Escutar aquela palavra foi como disparar um gatilho no sistema de June.
Retesou-se instantaneamente e engasgou com a água que acabou entrando por suas vias aéreas. Por instinto, ainda sem conseguir respirar direito, se jogou contra Cora e os dois caíram no chão. Ouviu Tony gritar.
Cora o segurou pelos pulsos e ele nem percebeu que tinha começado a se debater até que ela forçasse suas mãos contra o solo com a intenção de deitá-lo de lado. A posição ajudou para que a tosse e o engasgo começassem a cessar. Sentia seu rosto quente, úmido pelas lágrimas e os fluidos do nariz e da garganta, e mais dolorido do que nunca.
— Você precisa se acalmar! – Cora exclamou, exasperada. — Qual é o problema com você!?
— Sem hospitais. — foi o que conseguiu dizer, estava exaurido, mal sentia o próprio corpo. O pânico trazido pela ideia de ser levado para aquele lugar contra a sua vontade foi como um choque que veio e foi tão rápido que levou consigo o pouco de força que ele tinha reservado.
— Do que você está falando? Por que não? – Tony perguntou. — Quem é você, no final das contas?
June o ignorou. Encarou Cora e esperou enquanto ela escaneava seu rosto, procurando por respostas que, com certeza, não encontraria ali.
— Eu não tenho como tratar os seus ferimentos. – ela acabou dizendo.
— Cora! – Tony se intrometeu, indignado. — Você está dando ouvidos pra essa maluca? Porque… olha, pra mim está mais do que óbvio que ela não tem condições de tomar decisões por si mesma.
Mais uma vez June se esforçou para não demonstrar nenhuma reação, apesar da vontade que tinha de fazê-lo engolir as palavras.

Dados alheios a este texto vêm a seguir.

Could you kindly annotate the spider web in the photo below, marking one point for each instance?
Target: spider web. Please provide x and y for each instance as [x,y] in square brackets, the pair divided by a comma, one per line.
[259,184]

Cora fez um gesto para que Tony esperasse, sem desviar o olhar de June.
— Se você não quiser ir, tudo bem. Não vou te obrigar. – ela deu de ombros. — Pode falar, qual a sua sugestão.
Ela se levantou, cruzou os braços e ficou esperando.
June tomou o seu tempo se virando no chão, deitando de barriga pra cima, dessa vez incapaz de conter as caretas e os gemidos.
Respirou fundo.
— Me solta, me deixa aqui. – disse. — Eu consigo uma carona.
Tony bufou.
— Aham, claro. O que você acha, Cora?
— Vamos colocar ela de pé. – E, cada um sustentando em um braço, o puseram sobre as próprias pernas de novo e o colocaram encostado no carro. June gostaria de provar que conseguiria se virar muito bem sozinho, mas a primeira coisa que fez quando o mundo parou de girar foi vomitar nos próprios sapatos.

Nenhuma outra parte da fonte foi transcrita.